La Nyalla juga menyampaikan Pasal 28D Ayat 1 UUD 1945 yang menyebutkan, ‘Setiap orang berhak atas pengakuan, jaminan, perlindungan, dan kepastian hukum yang adil serta perlakuan yang sama di hadapan hukum’, dan Pasal 28D ayat (3) yang menyebutkan bahwa ‘Setiap warga negara berhak memperoleh kesempatan yang sama dalam pemerintahan’.
“Lalu mengapa untuk menjadi kepala pemerintahan, dalam hal ini untuk menjadi calon presiden, harus anggota atau kader partai politik saja? Itu pun tidak semua partai bisa mengusung kadernya, karena adanya presidential threshold. Jadi di sini sebenarnya telah terjadi ambiguitas dan sesuatu yang paradoksal. Apalagi jika kita melihat keberadaan Dewan Perwakilan Daerah,” ungkap La Nyalla.
Dikatakan LaNyalla, alasan itu membuat sejumlah pihak, baik dari kalangan akademisi, aktivis dan politisi pernah mengajukan gugatan ke Mahkamah Konstitusi. Banyak stakeholder yang merasa tertutupnya peluang calon presiden dari unsur non partai politik tidak sesuai dengan semangat reformasi.
“Termasuk juga membuat sejumlah pihak, baik dari kalangan akademisi, aktivis dan politisi pernah mengajukan gugatan ke Mahkamah Konstitusi terkait presidential threshold partai politik yang merugikan suara rakyat yang disalurkan kepada partai politik yang sedang dan kecil,” katanya.

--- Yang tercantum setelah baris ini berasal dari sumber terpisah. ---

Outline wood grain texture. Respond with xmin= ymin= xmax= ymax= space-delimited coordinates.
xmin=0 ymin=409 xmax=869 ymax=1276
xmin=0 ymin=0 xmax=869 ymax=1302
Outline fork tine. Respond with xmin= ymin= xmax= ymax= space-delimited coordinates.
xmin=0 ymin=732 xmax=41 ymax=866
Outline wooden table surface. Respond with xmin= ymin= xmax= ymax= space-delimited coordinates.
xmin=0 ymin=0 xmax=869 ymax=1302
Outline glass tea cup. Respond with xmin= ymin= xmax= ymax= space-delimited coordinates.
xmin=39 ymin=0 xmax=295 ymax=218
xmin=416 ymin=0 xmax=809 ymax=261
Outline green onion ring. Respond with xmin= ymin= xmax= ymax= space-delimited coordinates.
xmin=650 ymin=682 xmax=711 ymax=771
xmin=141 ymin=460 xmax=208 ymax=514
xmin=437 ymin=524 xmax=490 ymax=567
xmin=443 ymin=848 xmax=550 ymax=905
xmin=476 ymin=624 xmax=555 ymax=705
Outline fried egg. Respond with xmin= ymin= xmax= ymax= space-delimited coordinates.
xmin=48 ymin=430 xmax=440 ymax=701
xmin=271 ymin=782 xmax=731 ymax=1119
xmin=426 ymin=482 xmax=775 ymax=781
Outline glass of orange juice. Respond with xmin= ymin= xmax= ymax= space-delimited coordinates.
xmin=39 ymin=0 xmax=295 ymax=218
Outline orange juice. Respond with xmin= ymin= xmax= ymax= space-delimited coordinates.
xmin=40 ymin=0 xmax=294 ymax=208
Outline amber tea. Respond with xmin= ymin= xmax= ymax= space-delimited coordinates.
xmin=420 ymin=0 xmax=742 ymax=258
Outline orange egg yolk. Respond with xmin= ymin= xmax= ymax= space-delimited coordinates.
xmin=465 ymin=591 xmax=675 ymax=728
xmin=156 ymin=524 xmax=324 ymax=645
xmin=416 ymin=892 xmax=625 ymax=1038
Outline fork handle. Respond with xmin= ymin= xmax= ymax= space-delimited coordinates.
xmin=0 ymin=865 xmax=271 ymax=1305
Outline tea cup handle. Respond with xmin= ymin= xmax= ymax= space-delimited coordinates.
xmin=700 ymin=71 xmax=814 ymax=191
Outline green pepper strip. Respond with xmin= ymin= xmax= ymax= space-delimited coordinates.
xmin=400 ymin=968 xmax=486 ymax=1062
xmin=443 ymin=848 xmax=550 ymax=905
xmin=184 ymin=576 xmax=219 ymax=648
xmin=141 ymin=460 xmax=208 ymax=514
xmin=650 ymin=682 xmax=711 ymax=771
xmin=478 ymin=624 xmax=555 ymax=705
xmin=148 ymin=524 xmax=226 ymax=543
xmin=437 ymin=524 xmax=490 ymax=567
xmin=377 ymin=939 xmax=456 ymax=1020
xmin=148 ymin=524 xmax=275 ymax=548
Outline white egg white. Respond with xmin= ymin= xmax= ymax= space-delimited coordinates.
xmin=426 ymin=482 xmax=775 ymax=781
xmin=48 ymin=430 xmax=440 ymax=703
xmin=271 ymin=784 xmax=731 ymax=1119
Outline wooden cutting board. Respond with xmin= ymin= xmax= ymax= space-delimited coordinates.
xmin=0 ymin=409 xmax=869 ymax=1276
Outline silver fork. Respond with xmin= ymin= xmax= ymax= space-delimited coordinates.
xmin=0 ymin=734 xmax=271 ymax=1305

Mantan Ketua Umum PSSI tersebut mengatakan, hal itu menunjukkan bahwa masyarakat terjadi kerisauan dan kebuntuan saluran dalam konteks pemenuhan hak setiap warga negara untuk dipilih dan memilih.
Penjabaran tidak jauh berbeda disampaikan narasumber FGD, Dr Mohammad Effendy. Menurut dia, seharusnya calon perseorangan bisa maju menjadi capres. "Syarat untuk calon perseorangan untuk tingkat daerah, bisa dengan syarat dukungan awal. Dukungan awal menjabarkan adanya simpatisan publik. Dan ini sebaran untuk mengetahui popularitas calon. Syarat tetap 20% seperti dalam undang-undang, tapi dilakukan dari tingkat daerah untuk menjaga kestabilan," katanya.
Narasumber lainnya, Dr H Ichsan Anwary yang juga dosen Fakultas Hukum, berharap undang-undang membuka atau memberikan ruang konstitusionalitas bagi calon alternatif untuk capres dan cawapres perseorangan. "Ruang itu harus ada meski dengan persyaratan yang sangat ketat dan rasional, sebagai mana halnya diakomodirnya calon perseorangan dalam pemilihan kepala daerah," paparnya.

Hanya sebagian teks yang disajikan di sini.